The Best Product Managers are Truth Seekers

truth

One of the personality traits I value most in successful product managers is they are inherently truth seekers. Truth seekers have a strong bias towards discovering the truth being their primary motivation and what ultimately guides their decision-making. It takes incredible humility and curiosity to embody this trait, but when it exists, the benefits are felt throughout the entire R&D team.

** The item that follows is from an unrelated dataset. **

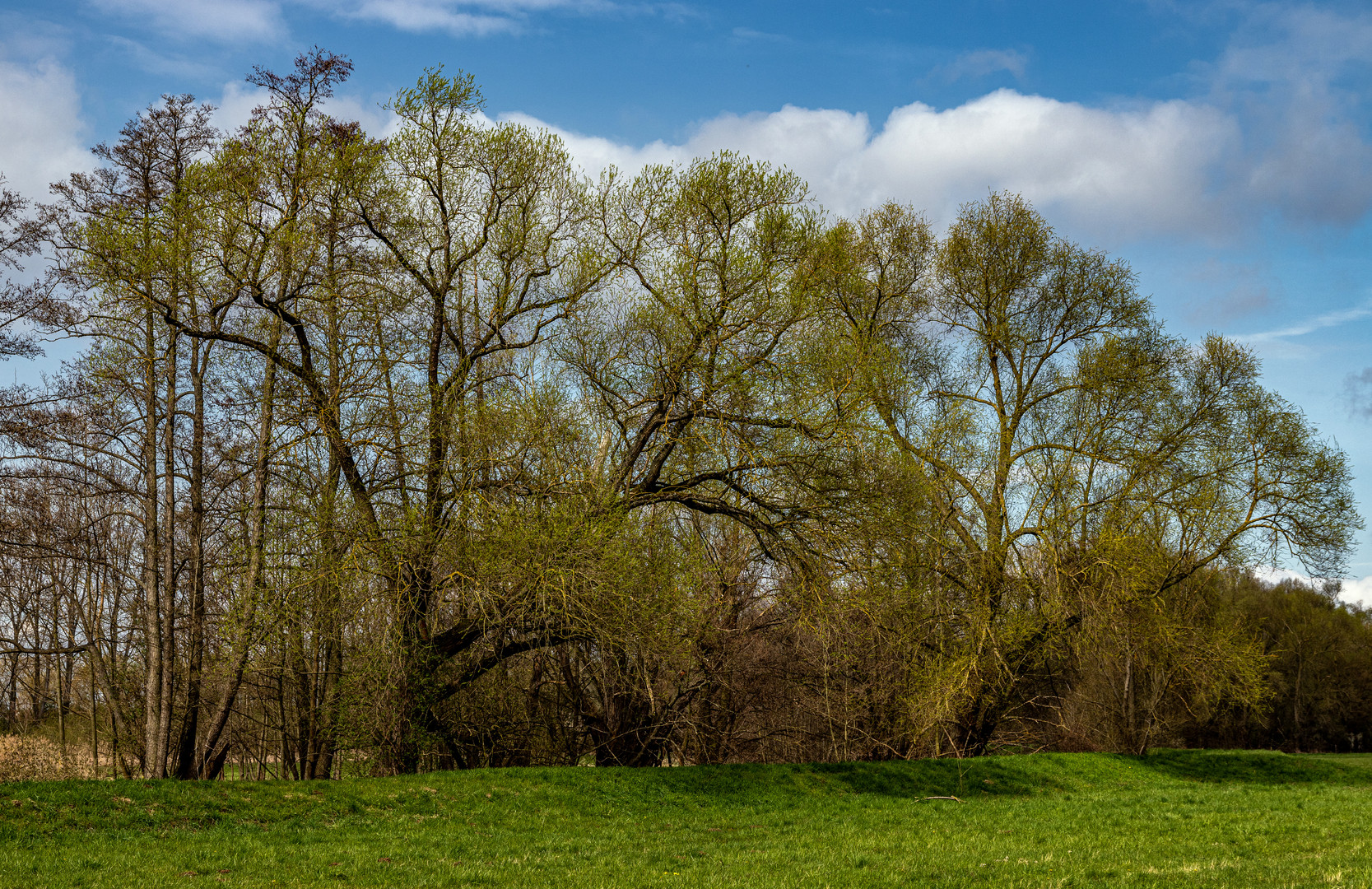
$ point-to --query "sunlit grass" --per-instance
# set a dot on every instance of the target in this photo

When a truth seeker is having a discussion with a product manager, designer, or engineer and hears an opposing viewpoint, they start by listening carefully to understand it. They seek to discover the proof points and data points behind the viewpoint. Only then do they start to defend their own viewpoint, but with a focus on articulating the proof points behind their own viewpoint to elicit a discussion on the various merits of the opposing views. When it's still unclear on an approach to take, they ask if there are any expediant ways to discover the truth through further research or follow-up.

This has the benefit of making everyone on the team feel heard and understood, an important aspect of building strong rapport with the team. It also sets the tone for how an ideal decision-making discussion should happen, with opposing viewpoints being defended through data points that individuals bring to bear.

Keep in mind that you'll often be making decisions without the luxury of hard data to defend it. And that's fine. But it's important to remember when you are leveraging gut, or more specifically product instinct, you are in fact leveraging data in the form of patterns you've discovered in the past. And a truth seeker is great at articulating those patterns that are driving their product instinct, enabling them to defend their viewpoints better, educate the team on why they have a specific view, as well as re-calibrate their product instinct as they learn and see cases where it has failed. They also understand that their product instinct was built on the patterns they've had a chance to observe, so they are always seeking new experiences to increase their exposure to more patterns.

A truth seeker focuses on celebrating not only classic team wins, but also when new truths are discovered. They see these team learnings as absolutely critical to improving the capabilities of the team, even when those learnings come from failure. They don't directly celebrate failure, but celebrate the leverageable learnings that will drive future decision-making.

It's equally important to callout what a truth seeker is not. They can't have an ego to be effective, they can't be focused on always being right, and they can't be worried about how what they are saying will look to others.